Many people who have a problem with gambling have underlying mood disorders like depression, stress, or anxiety. These conditions can cause, or be made worse by compulsive gambling and need to be addressed. It can be helpful to seek professional help from a counselor or psychiatrist to work through the issues that are contributing to the behavior. Counseling can be individual or family based, but it is often more effective to join a support group for problem gamblers, such as Gamblers Anonymous.

Several types of therapy can be used to treat gambling disorder, including cognitive behavioral therapy (CBT), psychodynamic therapy, and family therapy. CBT can teach you strategies to stop gambling and to manage your emotions more effectively. Psychodynamic therapy can explore deeper psychological issues that may contribute to your problems with gambling. Family therapy can address the ways that your family has shaped your relationship with gambling and can help you repair your relationships.

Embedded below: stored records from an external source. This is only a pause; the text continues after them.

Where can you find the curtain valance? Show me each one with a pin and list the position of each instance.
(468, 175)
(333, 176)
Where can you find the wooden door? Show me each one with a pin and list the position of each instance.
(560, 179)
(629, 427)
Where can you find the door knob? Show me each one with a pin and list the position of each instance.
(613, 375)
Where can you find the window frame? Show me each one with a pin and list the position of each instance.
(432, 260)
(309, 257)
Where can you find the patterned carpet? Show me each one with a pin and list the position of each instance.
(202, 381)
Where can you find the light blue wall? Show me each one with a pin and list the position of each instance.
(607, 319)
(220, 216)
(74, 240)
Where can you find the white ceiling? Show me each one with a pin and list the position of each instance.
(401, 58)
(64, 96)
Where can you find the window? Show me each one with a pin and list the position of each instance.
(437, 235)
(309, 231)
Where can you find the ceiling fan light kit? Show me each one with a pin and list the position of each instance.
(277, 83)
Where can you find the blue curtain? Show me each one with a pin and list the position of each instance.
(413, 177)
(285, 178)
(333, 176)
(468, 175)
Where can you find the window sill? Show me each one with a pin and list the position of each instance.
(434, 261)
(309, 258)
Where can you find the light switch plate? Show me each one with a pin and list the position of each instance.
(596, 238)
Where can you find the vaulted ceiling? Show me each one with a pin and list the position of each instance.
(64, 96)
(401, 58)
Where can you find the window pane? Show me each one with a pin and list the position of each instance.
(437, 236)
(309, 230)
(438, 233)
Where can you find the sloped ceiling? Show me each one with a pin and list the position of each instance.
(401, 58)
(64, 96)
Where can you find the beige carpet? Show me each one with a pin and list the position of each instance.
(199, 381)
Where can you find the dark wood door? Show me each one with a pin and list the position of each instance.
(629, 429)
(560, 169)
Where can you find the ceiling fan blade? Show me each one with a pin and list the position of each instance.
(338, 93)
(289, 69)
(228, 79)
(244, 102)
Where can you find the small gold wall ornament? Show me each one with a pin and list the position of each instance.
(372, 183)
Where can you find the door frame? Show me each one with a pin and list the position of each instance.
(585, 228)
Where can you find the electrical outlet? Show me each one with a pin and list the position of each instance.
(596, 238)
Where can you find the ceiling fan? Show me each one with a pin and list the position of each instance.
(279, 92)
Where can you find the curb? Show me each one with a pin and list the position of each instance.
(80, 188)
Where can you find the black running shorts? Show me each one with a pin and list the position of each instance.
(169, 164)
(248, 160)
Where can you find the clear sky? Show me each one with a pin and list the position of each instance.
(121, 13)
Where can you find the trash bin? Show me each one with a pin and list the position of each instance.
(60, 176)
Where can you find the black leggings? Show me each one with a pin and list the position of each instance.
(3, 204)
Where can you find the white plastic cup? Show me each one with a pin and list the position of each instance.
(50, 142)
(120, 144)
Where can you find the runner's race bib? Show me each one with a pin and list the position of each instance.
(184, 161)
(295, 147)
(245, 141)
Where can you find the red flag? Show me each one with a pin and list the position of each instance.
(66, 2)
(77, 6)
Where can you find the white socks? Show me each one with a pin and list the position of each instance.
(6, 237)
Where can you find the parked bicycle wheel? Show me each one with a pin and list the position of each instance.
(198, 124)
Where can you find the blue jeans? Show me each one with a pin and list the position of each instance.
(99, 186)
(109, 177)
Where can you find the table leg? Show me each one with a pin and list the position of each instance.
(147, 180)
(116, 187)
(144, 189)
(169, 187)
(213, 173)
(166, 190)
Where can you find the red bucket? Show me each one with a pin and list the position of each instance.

Another important aspect of treating gambling disorders is identifying and setting financial boundaries. It is important to have someone else in charge of your finances and credit, close online gambling accounts, and limit the amount of cash you carry with you. This will make it more difficult to be tempted to gamble. It is also useful to establish a “no-gambling” zone in your home where you do not keep any gambling materials or electronics.

A common complication of gambling is chasing losses, which occurs when people continue to place bets in an attempt to recoup their lost money. This is a dangerous habit that can quickly spiral out of control and lead to bankruptcy. To avoid chasing your losses, never place a bet higher than what you can afford to lose and always quit once you’ve reached a loss threshold.

While it is not entirely clear what causes gambling disorders, it has been shown to run in families and can be caused by social factors such as poverty or unemployment. It is also possible that traumatic experiences in early childhood or adolescence can contribute to the development of gambling disorder. Men appear to be more susceptible to developing a gambling disorder than women, probably because they begin to gamble at a younger age. For those with serious addictions, inpatient and residential treatment and rehab programs are available. They provide round-the-clock support to help you stop gambling and regain control of your life. Getting back on track after struggling with gambling is a process that will take time and commitment, but it is possible to overcome your addiction and live a happy and healthy life.